Inventario de silencios

En la noche que me habita he sido tránsito apacible de silencio y mansedumbre, letargo del instinto, cataclismo en reposo. «Entre los asfodelos de la sombra», del poema de Borges que me alude, troqué su diminuto colibrí por un murciélago gigante. Cuando las aves del olvido anidan en mi cama, la memoria despliega las alas del tiempo y, con el rumor de las horas muertas, levanta el vuelo. En el aire invadido por los fantasmas del insomnio, viciado por los ruidos viscerales de mi recaída en las inercias obsesivas, por el vaho de las incurias y abulias depresivas, en la oscuridad colmada por el odio y la envenenada calma de sus demonios, soy piedra que respira soledad por las heridas abiertas del alma, por sus poros alotrópicos, soy piedra pómez con osteoporosis leve y esguinces por infartos en las articulaciones, por inactividad física en mi época de borracho, por actividad vegetativa sin pausa ni descanso…

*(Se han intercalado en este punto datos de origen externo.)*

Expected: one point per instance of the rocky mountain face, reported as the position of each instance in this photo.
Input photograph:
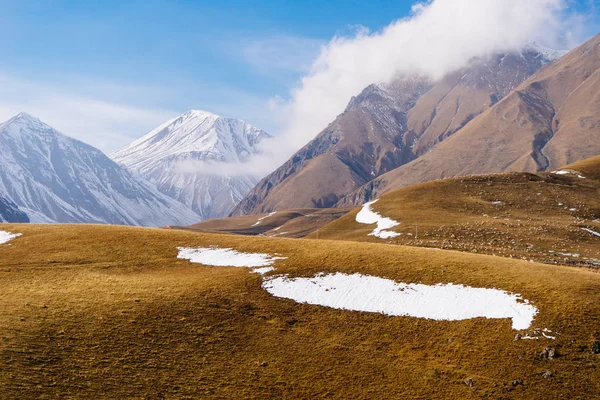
(188, 158)
(54, 178)
(388, 126)
(9, 212)
(551, 119)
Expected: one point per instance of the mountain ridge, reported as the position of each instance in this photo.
(55, 178)
(387, 126)
(183, 157)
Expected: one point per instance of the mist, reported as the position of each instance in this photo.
(438, 37)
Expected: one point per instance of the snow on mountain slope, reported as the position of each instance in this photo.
(182, 158)
(55, 178)
(10, 212)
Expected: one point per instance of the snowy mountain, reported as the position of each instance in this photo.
(185, 158)
(54, 178)
(9, 212)
(387, 126)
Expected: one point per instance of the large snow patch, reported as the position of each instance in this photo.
(368, 216)
(372, 294)
(219, 257)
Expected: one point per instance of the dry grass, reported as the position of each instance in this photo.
(539, 217)
(283, 224)
(109, 312)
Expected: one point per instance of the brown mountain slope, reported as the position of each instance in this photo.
(541, 216)
(551, 119)
(384, 127)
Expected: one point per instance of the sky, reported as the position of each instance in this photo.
(107, 72)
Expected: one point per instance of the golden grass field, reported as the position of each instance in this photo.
(538, 217)
(110, 312)
(287, 223)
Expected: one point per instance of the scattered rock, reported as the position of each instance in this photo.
(548, 353)
(517, 338)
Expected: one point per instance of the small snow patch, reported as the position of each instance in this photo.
(258, 221)
(263, 270)
(591, 231)
(5, 237)
(368, 216)
(568, 172)
(448, 302)
(218, 257)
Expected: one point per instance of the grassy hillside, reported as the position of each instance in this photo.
(110, 312)
(288, 223)
(531, 216)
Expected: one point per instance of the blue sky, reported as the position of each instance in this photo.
(132, 63)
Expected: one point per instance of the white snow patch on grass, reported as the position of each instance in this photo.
(218, 257)
(448, 302)
(5, 237)
(258, 221)
(591, 231)
(368, 216)
(568, 172)
(263, 270)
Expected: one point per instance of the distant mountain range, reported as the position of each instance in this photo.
(9, 212)
(514, 111)
(54, 178)
(532, 110)
(185, 156)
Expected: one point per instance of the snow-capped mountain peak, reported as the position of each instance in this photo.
(54, 178)
(195, 138)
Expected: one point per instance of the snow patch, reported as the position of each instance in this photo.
(568, 172)
(263, 270)
(447, 302)
(368, 216)
(219, 257)
(6, 237)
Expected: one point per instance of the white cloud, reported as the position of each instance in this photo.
(438, 37)
(285, 53)
(101, 123)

En las tinieblas del mundo humano y su negro abismo he sido un hálito de luz, un soplo al corazón, entre sístole y diástole, golpe que irriga sangre al tálamo cerebral en ebullición, estimulando «la glándula de los presagios» y las intuiciones. Como he dicho antes, pero no pones atención, entre dos gotas de agua, la eternidad naufraga y un silencio palpita. La erupción del volcán que llevo dentro desborda la noche que me habita.

Cuando amaina el pandemonio del infierno en la tierra y escampa el llanto inconsolable de los sauces, y los perros dejan de ladrar al paso de las nubes que desvelan el plenilunio, más o menos a las tres de la madrugada, escucho una voz de niña-diablo, un grito que se ahoga por el nudo en la garganta con el chiste del ahorcado, un estrépito de vidrios rotos y un tráfago de gatos en los contenedores de basura; el espejo de cuerpo entero ha cegado el reflejo de Medusa, como el de Narciso en un manantial de barro, y una racha de viento se ha llevado la música del fauno; un ilusorio canto de sirena hizo naufragar el soliloquio de mi romance con la noche, y volví al remanso amniótico de mi lecho con Tahoma, que suele caminar los sueños en el fondo más hondo y silencioso del mar, «donde los peces son ciegos y los buzos se mueren de nostalgia», como escribiera Gabo en sus mejores años, los de Macondo, la epopeya de un siglo de soledad. Como los murmullos de los difuntos en el Comala de Juan Rulfo, el acúfeno acuático es otra forma de silencio, y el agua de mujer descalza es tan cálida como sus pies. Tahoma boga desnuda en la bruma de los sueños, entre los palafitos de la noche.

Soy todo cuanto he sido y lo recuerdo: minotauro en su laberinto y laberinto sin minotauro, andadura de plantígrado y escritura de madrugada, penumbra de burdel marginal que hiede a cerveza rancia y huachinango crudo, anguila entre los húmedos muslos de Tahoma, sed insaciable que bebe de sus pétalos intensamente rojos el dulce rocío, cocodrilo de ciénaga que llora por la muerte de una flor, espesas lágrimas que inundan su pantano, espantajo sin ojos por culpa de los cuervos, pájaro lleno de paja, «pájaro lleno de pájaros, / canción que vuelve las alas / hacia arriba y hacia abajo», como canta la boca de Miguel Hernández.

He sido y soy acuático silencio de arrecifes en la isla de los murciélagos, silencio sepulcral en el cementerio de los monjes ciegos, litúrgico letargo entre palmatorias y candelabros, silencio de piedra pactado por las gárgolas y roto por los rayos, truenos y relámpagos de la tempestad, por la fuerza telúrica de un sacudimiento de la conciencia, silencio de la noche que me habita en la ciudad que llevo dentro, la de los cuatro perros que salen del parque Xicoténcatl a caminar de madrugada en unánime silencio.

Soy silencio de hielo que no hiela, pero hiere con saña y, debajo de la cama de una mujer encinta, hiede a mandrágora. Soy silencio del que mana otro silencio, como secuencia de la banda silente de una época, la que vivo y muere silenciosamente, la muerte que vivo y escribo en silencio. Que así sea.